Nos unió el recuerdo de Juan Introini, fallecido en julio de 2013, un amigo entrañable de Alfredo y de quien yo había sido alumno en Humanidades. El relato de la peripecia vital e intelectual de Introini –sus clases y sus libros, la injusta dispersión de su monumental biblioteca– conformaba en la voz de Alfredo una crónica del exilio, de sus tiempos en París y, también, de su amado Jean-Francis Aymonier, fallecido en 2012. Por el tiempo en que conocí en persona a Alfredo, el poeta arrastraba el luto por sus dos amigos muertos, que seguían viviendo en los vericuetos de su memoria y en cada una de las anécdotas compartidas (“Mis dos Juanes”). Con los años, mantuvimos una amistad epistolar (en su variante virtual de correos electrónicos, chats y sus particulares audios vía Whatsapp, que oscilaban entre los cinco y ocho minutos), además de encontrarnos para almorzar alguna vez en Montevideo, durante sus ocasionales visitas a la ciudad natal.
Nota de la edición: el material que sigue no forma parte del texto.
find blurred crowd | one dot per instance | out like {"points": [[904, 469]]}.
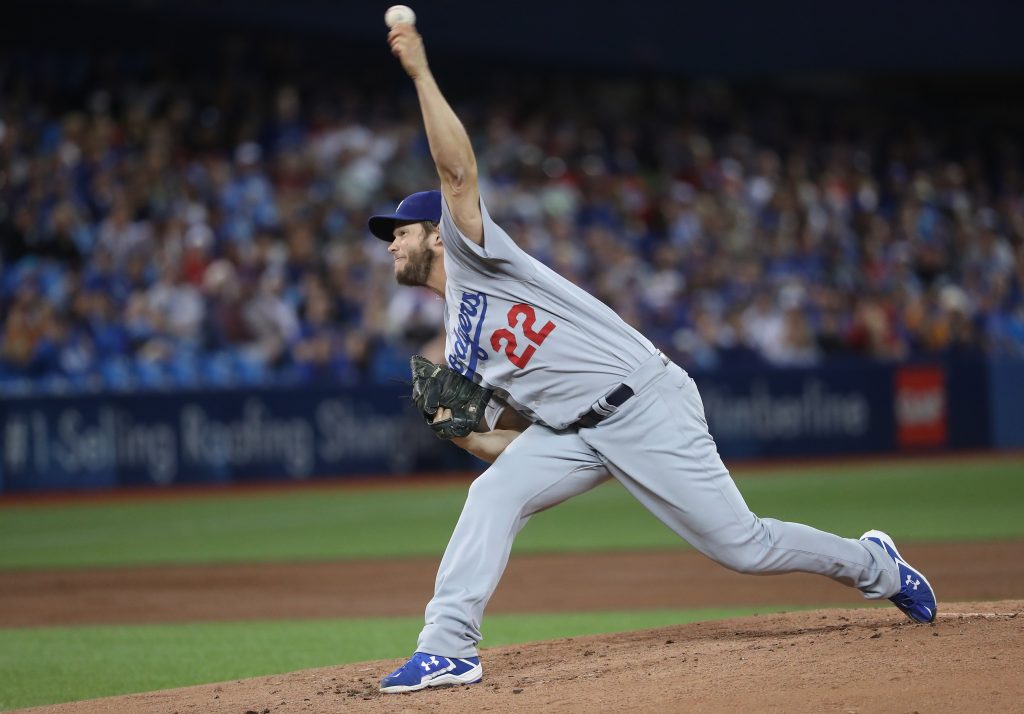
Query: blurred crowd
{"points": [[205, 231]]}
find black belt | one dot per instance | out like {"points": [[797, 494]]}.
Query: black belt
{"points": [[616, 399]]}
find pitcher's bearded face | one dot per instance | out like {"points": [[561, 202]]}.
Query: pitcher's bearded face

El odioso lugar común afirma que el poeta que muere en realidad sigue viviendo en sus libros, pero en el caso de Alfredo Fressia, ese hombre gigante, ligeramente encorvado, de inquieto bigote entrecano y contagiosa sonrisa, continuará acompañándonos a quienes lo conocimos a través de las innúmeras formas del recuerdo, una vez desencarnado de la envoltura terrestre, pues, como escribió en sus memorias, “a esta altura la botella con mi mensaje ya está arrojada al mar. Que flote o que se hunda, que llegue a puerto, si puertos hay, o que navegue sin cesar, si puede, por ‘la mar en medio’, ya todo estará fuera de mi alcance. Yo quedo solo en esta roca resbaladiza”.